Libera Data Models and Database Schema in DynamoDB on AWS#

Under Review (Remove before release)#

This document provides an overview of the data models used in the Libera databases in AWS DynamoDB. The Libera databases are designed to take advantage of the DynamoDB pricing model to minimize costs and utilize the serverless nature of DyanmoDB to facilitate an asynchronous event-driven architecture.

See DynamoDB Basics in AWS for more information on the basics of DynamoDB before diving into this page if you are unfamiliar with this AWS service.

This documentation will provide the examples of the data models for different DynamoDB tables used in the Libera SDC. Each visual table here will describe the key-value nature of the DynamoDB tables and how they are used in the Libera in the following way:

Partition Key

Sort Key

Attribute 1 Key

Attribute 2 Key

Attribute N Key

PK Value Example

SK Value Example

Value1 Example

Value2 Example

ValueN Ex.

PK Description

SK Description

Attribute 1 Desc

Attribute 2 Desc

Attribute N Desc

Note: Many tables in the Libera SDC use a generic key-value entry for the two keys (partition and sort) as follows:

  • Partition Key - “PK”:”value”

  • Sort Key- “SK”:”value”

This is in contrast to a more specifically named key-value entry that is more readable by a human, but can be restrictive in the DynamoDB table design as it relates to vertical partitioning and logical grouping of data. For example, below is a more human-readable key set that is not used in the Libera SDC, but is representative of logical example of how the keys are used.

  • Partition Key - ‘Filename’:”Example_file.nc”

  • Sort Key - ‘Filetype’:”L0”

This is generic usage of “PK” and “SK” is a common pattern in DynamoDB to allow for easy access to the data in the table and allows greater flexibility in the logical design of the data model without confusing semantics of the keys.

Libera Metadata and Provenance Database#

Metadata Data Model#

This database is used to store metadata and provenance information about the data files generated by the Libera SDC. The metadata for each file can broadly be broken down into three categories that are all stored together in the same table:

  1. File metadata about the file itself, such as the filename, the time it was archived, and the version of the algorithm used to generate the data file

  2. Sortable metadata about the file, such as the applicable date of the data in the file, calibration versions used, and other metadata that can be used to sort and filter the data in other processing steps

  3. Additional metadata that is specific to a given data level.
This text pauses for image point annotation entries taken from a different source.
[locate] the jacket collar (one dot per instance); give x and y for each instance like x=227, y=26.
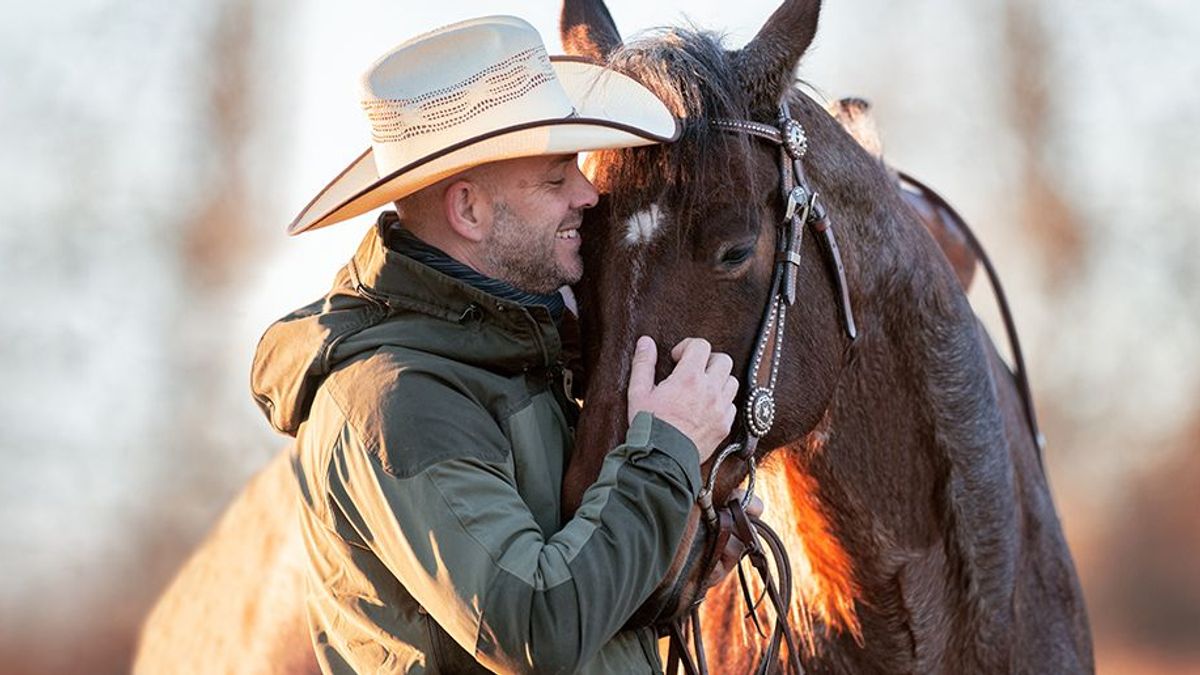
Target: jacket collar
x=405, y=285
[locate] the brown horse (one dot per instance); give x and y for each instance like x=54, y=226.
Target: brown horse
x=901, y=466
x=238, y=607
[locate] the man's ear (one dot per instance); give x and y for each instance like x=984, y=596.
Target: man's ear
x=467, y=207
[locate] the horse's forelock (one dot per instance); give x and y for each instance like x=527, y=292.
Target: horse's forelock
x=695, y=77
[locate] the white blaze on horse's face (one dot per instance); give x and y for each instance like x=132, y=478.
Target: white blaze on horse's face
x=642, y=226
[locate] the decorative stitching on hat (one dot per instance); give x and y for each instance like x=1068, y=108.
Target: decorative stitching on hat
x=400, y=119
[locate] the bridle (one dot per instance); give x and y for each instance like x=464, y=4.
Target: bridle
x=802, y=209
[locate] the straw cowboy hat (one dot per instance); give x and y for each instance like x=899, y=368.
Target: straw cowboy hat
x=479, y=91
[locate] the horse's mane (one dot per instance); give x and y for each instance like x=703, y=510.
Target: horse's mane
x=695, y=76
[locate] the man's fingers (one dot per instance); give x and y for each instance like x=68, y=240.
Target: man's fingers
x=641, y=372
x=691, y=353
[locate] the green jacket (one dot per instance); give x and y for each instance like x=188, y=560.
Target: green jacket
x=431, y=438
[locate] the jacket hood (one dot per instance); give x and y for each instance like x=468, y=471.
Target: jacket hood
x=379, y=299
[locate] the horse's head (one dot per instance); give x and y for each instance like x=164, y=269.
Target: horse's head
x=683, y=242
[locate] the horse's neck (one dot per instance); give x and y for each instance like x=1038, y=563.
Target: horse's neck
x=916, y=478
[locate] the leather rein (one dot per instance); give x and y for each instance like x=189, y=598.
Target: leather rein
x=801, y=209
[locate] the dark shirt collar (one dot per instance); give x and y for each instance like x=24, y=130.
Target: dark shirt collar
x=403, y=242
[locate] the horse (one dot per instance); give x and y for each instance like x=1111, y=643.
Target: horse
x=899, y=463
x=237, y=605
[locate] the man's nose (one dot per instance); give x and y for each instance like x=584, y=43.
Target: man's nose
x=586, y=193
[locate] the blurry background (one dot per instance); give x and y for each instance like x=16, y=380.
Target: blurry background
x=151, y=154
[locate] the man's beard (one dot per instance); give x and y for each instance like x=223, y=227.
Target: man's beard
x=519, y=254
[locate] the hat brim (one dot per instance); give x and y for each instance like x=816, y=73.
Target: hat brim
x=613, y=111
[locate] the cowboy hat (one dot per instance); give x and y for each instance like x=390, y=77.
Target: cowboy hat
x=479, y=91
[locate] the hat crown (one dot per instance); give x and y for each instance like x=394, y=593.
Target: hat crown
x=478, y=91
x=439, y=85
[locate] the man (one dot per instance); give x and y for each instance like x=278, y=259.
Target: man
x=425, y=392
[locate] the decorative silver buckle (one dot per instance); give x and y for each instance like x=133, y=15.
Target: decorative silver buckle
x=796, y=142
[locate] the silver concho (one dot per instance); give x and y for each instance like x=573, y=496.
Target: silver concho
x=796, y=142
x=760, y=411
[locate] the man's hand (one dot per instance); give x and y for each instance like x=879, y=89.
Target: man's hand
x=696, y=398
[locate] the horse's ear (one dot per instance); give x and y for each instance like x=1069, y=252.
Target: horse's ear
x=587, y=29
x=767, y=64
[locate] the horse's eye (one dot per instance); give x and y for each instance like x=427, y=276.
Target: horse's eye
x=736, y=256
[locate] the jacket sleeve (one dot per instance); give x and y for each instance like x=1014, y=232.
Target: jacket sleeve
x=454, y=530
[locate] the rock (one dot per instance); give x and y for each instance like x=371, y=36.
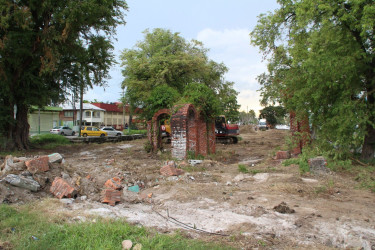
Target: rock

For example, the construction records for level 0 data files contain a wide array of additional metadata that is not present in higher level data products.
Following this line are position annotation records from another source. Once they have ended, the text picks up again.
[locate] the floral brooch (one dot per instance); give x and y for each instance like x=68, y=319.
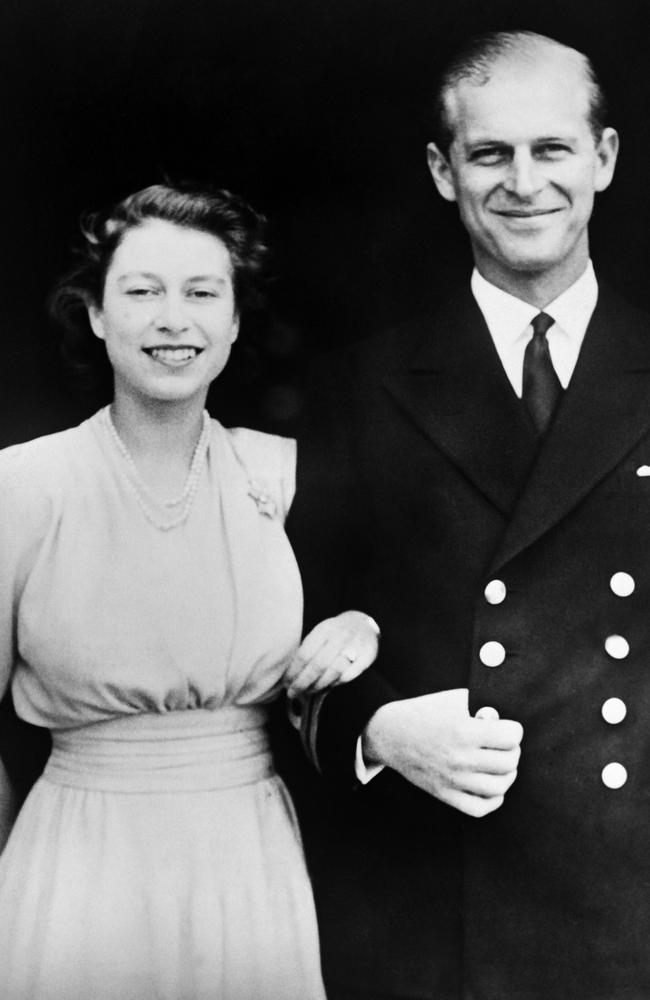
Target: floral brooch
x=266, y=505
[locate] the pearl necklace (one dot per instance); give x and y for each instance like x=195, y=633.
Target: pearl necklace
x=178, y=508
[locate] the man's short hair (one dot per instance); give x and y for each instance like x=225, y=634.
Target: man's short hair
x=474, y=62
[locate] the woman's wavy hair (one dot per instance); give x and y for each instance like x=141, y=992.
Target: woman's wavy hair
x=212, y=210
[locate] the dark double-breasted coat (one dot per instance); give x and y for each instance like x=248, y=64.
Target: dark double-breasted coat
x=521, y=572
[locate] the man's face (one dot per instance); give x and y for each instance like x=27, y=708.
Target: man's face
x=524, y=167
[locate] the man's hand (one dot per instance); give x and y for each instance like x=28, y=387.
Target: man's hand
x=433, y=742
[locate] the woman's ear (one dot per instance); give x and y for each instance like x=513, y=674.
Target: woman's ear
x=96, y=319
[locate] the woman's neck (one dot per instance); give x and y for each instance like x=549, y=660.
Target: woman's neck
x=161, y=438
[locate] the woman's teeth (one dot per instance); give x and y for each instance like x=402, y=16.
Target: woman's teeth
x=173, y=355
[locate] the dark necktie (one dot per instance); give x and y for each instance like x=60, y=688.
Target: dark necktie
x=541, y=386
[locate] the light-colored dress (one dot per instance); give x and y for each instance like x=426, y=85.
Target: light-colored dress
x=158, y=857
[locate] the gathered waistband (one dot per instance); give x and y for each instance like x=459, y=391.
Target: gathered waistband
x=183, y=751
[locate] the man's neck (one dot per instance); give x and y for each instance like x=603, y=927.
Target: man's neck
x=537, y=289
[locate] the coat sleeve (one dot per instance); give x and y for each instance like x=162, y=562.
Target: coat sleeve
x=327, y=529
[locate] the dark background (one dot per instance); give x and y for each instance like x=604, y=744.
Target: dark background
x=312, y=109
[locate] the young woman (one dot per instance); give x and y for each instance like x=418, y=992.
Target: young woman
x=150, y=609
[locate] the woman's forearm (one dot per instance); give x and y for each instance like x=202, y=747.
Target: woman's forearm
x=7, y=806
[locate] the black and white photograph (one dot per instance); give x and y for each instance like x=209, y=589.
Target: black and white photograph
x=325, y=500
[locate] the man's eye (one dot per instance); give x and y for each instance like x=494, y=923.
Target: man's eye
x=488, y=157
x=552, y=150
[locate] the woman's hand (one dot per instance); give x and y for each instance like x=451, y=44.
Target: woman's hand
x=336, y=651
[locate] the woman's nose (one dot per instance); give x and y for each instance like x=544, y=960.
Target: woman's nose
x=172, y=315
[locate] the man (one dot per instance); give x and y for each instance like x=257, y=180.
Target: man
x=479, y=482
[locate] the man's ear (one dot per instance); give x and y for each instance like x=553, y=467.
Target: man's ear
x=607, y=151
x=96, y=320
x=441, y=172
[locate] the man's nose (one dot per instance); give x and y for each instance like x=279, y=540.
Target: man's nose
x=172, y=315
x=524, y=178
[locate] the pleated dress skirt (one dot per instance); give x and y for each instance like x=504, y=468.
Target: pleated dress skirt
x=158, y=858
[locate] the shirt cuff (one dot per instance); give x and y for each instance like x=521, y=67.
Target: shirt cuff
x=365, y=772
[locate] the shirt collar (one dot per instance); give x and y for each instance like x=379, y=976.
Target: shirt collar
x=508, y=317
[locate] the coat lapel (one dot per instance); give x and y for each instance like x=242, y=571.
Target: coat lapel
x=456, y=391
x=603, y=414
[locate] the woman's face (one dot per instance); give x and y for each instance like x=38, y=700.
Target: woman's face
x=168, y=314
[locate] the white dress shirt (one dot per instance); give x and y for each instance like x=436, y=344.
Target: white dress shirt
x=509, y=321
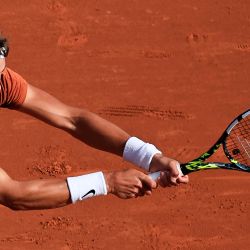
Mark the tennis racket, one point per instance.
(236, 145)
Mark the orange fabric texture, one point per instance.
(13, 89)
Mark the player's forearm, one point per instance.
(99, 133)
(38, 194)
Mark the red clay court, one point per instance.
(174, 73)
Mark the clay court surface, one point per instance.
(174, 73)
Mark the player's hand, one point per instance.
(129, 183)
(170, 175)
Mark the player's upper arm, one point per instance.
(44, 106)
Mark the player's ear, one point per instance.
(4, 46)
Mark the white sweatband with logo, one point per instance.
(139, 153)
(86, 186)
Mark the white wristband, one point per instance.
(86, 186)
(139, 153)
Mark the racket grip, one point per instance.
(155, 175)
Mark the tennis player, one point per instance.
(16, 93)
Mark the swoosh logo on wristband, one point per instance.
(92, 191)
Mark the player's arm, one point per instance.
(100, 133)
(53, 193)
(82, 124)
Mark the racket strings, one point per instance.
(238, 142)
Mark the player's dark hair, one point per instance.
(4, 46)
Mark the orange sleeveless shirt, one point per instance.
(13, 89)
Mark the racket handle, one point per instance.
(155, 175)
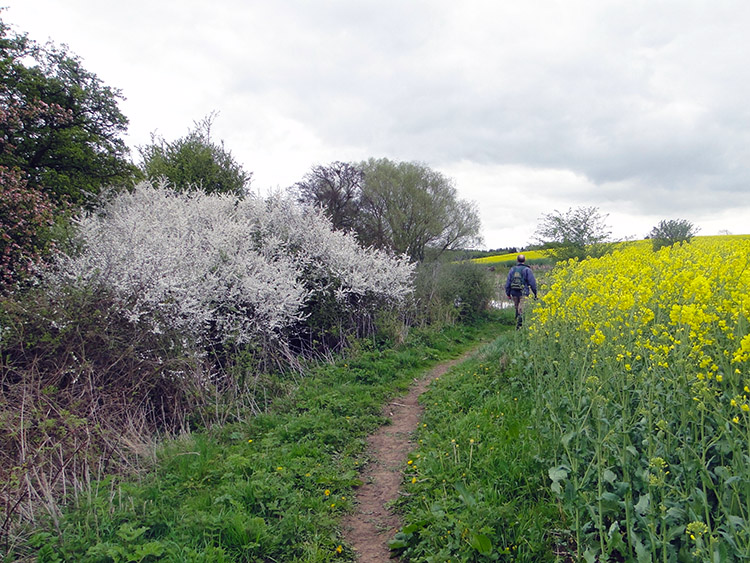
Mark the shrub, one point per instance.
(669, 232)
(26, 216)
(446, 292)
(230, 272)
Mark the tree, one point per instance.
(410, 209)
(194, 162)
(578, 233)
(671, 231)
(336, 189)
(61, 126)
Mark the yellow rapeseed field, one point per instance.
(641, 361)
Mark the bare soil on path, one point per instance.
(369, 528)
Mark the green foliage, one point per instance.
(576, 234)
(336, 188)
(672, 231)
(270, 487)
(61, 126)
(474, 486)
(194, 162)
(445, 292)
(404, 207)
Minimum Database Examples#

Additional attributes may be added as needed for specific data products, this shows the expected minimum.

File Metadata Example#

PK

SK

archive-time

algorithm-version

“Example_file.nc”

“#”

“2024-01-01 00:00:00”

“1.0.0”

Unique Filename

Placeholder

Archive Time

Algorithm Version

Sortable Metadata Example#

PK

SK

applicable-date

“Example_file.nc”

“#L0#SPICE#AZ”

“2024-01-01”

Unique Filename

File Type Identifier

Applicable Date of Data

Additional Metadata Example#

No minimum requirement.

Level 0 (L0) Data Specifics#

These are the raw binary data files received from ASDC and come as two separate files: construct records and PDS files.

Construction Record (CR)#

CR File Metadata#

PK

SK

ingest-time

archive-time

algorithm-version

“L0_CONS_file.PDS”

“#”

“2024-01-01 00:00:00”

“2024-01-01 00:01:00”

“1.0.0”

Unique Filename

Placeholder

Applicable Date of Data

Archive Time

Algorithm Version

CR Sortable Metadata#

PK

SK

applicable-date

first-packet-time

last-packet-time

missing-packet-count

filled-gap-count

“L0_CONS_file.PDS”

“#L0#APID11”

“2024-01-01”

“2024-01-01 00:00:00”

“2024-01-01 00:00:00”

0

0

Unique Filename

File Type Identifier

Applicable Date of Data

First Packet Time

Last Packet Time

Missing Packet Count

Filled Gap Count

CR Additional Metadata (Not Comprehensive of all Entries)#

PK

SK

filename

edos-version

SCID

APID

“L0_CONS_file.PDS”

“#PDS”

“L0_PDS_file.PDS”

Unique Filename

Identifier

Applicable Date of Data

——————–

————–

————————-

———————–

—–

“L0_CONS_file.PDS”

“#APID11”

“1.0.0”

1

11

Unique Filename

Identifier

EDOS Version

SCID

APID

The above example shows only 2 example items. The construction record file has approximately 10 more items associated with it that are stored in this table. See the io/pds.py file for the full details of items stored in the construction record.

PDS File#

PDS File Metadata#

This is the same as the construction record file metadata.

PK

SK

ingest-time

archive-time

algorithm-version

“L0_file.nc”

“#”

“2024-01-01 00:00:00”

“2024-01-01 00:01:00”

“1.0.0”

Unique Filename

File Type

Applicable Date of Data

Archive Time

Algorithm Version

PDS Sortable Metadata#

This is covered in the construction record sortable metadata.

PDS Additional Metadata#

This is covered by the construction record additional metadata.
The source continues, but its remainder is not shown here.